Turkey is one of the 10 worst countries in the world for working people

No guarantee of rights (?)

Country score is the same as last year.

For years, the freedoms and rights of Turkish workers have been relentlessly attacked. Civil liberties have been crushed and trade unions and their members have been systematically targeted, particularly through prosecution on fabricated charges.

Employers continued to engage in union busting by methodically dismissing workers who attempted to unionise. In a climate of fear and under the constant threat of retaliation, workers struggled to unite and form unions.

Trade union leader shot

On 12 February 2024, as he was visiting the Akar Tekstil factory, Makum Alagöz, President of the Leather Weaving and Textile Workers’ Union (DERITEKS), was shot in the leg. Alagöz, who had been called in to negotiate unpaid wages and benefits, following the factory’s declaration of insolvency, was attacked by Onur Akar, the brother of Akar Tekstil-owner Hayrettin Akar. While Alagöz escaped with minor injuries, the assault was a chilling reminder of a hostile anti-union climate.

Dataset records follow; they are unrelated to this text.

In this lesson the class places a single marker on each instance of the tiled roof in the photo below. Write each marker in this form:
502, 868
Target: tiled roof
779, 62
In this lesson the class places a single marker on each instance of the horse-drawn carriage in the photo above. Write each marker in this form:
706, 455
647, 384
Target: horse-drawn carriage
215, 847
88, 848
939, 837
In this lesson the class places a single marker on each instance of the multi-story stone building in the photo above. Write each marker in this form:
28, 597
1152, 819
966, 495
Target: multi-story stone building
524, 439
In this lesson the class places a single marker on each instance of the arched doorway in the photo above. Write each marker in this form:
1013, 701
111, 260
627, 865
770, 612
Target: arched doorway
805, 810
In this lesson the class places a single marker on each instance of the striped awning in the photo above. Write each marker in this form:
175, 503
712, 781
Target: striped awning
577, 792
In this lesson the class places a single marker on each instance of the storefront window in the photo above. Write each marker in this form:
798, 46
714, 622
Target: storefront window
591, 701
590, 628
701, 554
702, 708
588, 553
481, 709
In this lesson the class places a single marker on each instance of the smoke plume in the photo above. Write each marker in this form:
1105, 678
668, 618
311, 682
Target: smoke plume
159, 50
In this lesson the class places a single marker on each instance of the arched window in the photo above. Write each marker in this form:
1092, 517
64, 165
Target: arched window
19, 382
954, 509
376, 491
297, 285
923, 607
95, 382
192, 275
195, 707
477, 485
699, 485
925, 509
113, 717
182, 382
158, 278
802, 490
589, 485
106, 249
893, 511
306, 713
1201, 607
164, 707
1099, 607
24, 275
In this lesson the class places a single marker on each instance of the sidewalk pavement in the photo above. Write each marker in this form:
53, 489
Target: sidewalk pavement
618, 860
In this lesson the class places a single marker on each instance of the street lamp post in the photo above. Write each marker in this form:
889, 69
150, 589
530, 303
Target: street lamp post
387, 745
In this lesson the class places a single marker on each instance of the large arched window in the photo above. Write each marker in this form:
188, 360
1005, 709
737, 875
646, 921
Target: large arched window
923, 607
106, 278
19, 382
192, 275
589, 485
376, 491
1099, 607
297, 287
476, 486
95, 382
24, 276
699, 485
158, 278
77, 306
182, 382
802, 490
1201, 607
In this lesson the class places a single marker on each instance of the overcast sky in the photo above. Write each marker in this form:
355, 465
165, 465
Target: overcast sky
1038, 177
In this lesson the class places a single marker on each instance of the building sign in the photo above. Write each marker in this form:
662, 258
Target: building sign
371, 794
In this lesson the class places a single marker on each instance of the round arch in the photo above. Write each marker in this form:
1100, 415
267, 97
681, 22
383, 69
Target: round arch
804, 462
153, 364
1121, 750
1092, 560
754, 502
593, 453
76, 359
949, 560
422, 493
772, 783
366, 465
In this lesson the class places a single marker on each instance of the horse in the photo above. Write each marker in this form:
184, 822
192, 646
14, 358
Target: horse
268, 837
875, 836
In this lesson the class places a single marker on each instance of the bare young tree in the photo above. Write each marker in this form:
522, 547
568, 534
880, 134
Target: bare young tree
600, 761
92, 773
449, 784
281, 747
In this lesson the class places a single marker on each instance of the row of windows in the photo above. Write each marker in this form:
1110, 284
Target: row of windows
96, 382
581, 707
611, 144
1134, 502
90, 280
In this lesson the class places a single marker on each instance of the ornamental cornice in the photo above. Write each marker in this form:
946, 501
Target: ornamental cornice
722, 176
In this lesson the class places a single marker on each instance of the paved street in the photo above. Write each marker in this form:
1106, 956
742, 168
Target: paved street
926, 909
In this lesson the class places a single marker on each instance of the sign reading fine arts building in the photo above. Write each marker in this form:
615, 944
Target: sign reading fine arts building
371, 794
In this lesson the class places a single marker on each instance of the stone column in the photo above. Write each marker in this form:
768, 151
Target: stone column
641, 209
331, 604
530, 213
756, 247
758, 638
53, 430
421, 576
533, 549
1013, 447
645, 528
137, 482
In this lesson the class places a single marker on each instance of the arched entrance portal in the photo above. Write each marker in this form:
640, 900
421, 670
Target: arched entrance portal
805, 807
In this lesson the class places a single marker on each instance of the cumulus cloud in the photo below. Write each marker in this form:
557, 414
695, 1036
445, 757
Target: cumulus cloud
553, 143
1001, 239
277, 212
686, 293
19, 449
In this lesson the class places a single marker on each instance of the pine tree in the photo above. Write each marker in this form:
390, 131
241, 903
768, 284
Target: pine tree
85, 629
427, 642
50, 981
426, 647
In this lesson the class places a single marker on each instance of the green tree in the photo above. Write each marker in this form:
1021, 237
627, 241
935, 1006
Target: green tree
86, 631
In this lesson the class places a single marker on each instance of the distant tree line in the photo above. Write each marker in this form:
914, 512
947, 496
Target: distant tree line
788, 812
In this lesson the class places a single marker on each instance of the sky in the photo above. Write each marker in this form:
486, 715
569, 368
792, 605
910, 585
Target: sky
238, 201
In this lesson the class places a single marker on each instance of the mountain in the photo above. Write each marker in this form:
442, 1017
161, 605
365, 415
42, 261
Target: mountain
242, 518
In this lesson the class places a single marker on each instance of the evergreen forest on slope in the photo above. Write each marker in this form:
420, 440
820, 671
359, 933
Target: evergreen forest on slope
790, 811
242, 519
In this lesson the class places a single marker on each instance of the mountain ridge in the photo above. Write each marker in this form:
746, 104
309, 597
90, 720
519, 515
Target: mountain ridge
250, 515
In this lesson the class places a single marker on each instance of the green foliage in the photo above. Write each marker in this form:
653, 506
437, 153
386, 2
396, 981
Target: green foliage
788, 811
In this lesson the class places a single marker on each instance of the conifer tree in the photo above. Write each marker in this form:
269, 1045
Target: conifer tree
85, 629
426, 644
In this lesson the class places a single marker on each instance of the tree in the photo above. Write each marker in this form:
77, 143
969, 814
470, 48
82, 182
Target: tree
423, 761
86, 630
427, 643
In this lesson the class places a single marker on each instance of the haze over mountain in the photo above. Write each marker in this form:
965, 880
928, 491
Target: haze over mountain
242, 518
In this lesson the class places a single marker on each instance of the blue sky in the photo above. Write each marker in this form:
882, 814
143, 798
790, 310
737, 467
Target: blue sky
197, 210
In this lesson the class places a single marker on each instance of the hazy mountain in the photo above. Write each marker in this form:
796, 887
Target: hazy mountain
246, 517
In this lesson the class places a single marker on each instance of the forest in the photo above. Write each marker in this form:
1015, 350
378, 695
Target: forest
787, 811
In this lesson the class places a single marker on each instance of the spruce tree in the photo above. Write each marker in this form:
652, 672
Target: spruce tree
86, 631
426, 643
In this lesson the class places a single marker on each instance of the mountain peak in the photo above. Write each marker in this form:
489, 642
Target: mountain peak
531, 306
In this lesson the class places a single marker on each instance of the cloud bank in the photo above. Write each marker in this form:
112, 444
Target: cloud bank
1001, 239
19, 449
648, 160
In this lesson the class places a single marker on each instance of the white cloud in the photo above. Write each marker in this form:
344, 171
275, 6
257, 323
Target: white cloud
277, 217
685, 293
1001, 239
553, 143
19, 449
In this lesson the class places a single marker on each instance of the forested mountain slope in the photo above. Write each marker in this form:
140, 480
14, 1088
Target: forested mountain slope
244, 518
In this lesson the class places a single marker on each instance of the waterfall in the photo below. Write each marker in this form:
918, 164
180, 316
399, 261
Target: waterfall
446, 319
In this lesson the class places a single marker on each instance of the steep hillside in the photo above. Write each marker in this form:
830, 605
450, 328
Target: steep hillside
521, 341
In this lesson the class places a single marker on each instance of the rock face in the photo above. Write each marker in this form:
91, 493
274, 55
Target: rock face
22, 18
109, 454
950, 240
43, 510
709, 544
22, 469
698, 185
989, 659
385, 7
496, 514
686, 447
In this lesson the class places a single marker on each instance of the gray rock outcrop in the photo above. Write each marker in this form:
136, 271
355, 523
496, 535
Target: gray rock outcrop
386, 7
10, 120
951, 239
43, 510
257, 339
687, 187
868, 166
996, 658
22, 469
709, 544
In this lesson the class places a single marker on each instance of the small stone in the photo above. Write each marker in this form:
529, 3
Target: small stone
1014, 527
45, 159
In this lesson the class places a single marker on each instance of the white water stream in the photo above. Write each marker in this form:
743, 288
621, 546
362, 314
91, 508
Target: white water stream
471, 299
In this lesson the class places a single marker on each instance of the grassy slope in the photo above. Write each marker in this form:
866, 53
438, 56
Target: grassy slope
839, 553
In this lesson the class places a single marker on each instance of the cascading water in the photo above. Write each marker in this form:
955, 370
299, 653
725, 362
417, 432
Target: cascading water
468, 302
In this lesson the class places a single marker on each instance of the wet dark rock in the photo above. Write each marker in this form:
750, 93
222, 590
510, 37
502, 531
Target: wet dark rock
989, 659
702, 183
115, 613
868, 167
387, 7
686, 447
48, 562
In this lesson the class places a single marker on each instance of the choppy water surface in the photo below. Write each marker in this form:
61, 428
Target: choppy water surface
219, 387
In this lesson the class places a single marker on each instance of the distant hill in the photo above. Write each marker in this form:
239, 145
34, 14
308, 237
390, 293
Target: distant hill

Credit: Mert CAN BUKLUMEZ / Middle East Images via AFP

May Day 2023 demonstrations in Istanbul, Türkiye, led to clashes between police and protestors, many of whom were arrested. The workers’ protests focused on the continuing cost-of-living crisis, as well as the exploitative labour practices that are endemic in Türkiye, one of the worst countries in the world for working people.

Health worker union members’ trial

Türkiye’s Health and Social Service Workers Union (SES) has been on trial due to its trade union activities since May 2021. The current and former co-presidents, Selma Atabey and Gonul Erden, were arrested after a dawn raid on the union’s office and the two women were charged with terrorism. The pair have since been released, because of international and national solidarity campaigns, but several other union activists remain under house arrest and criminal charges against them remain active.

Ahead of a court hearing on 2 October 2023, unions representing millions of workers shared solidarity messages on social media, demanding that the Ministry of Justice drop all the charges. At the hearing, the judge merely postponed proceedings to 20 December, prompting the union to announce it would not give up until all the unionists were freed.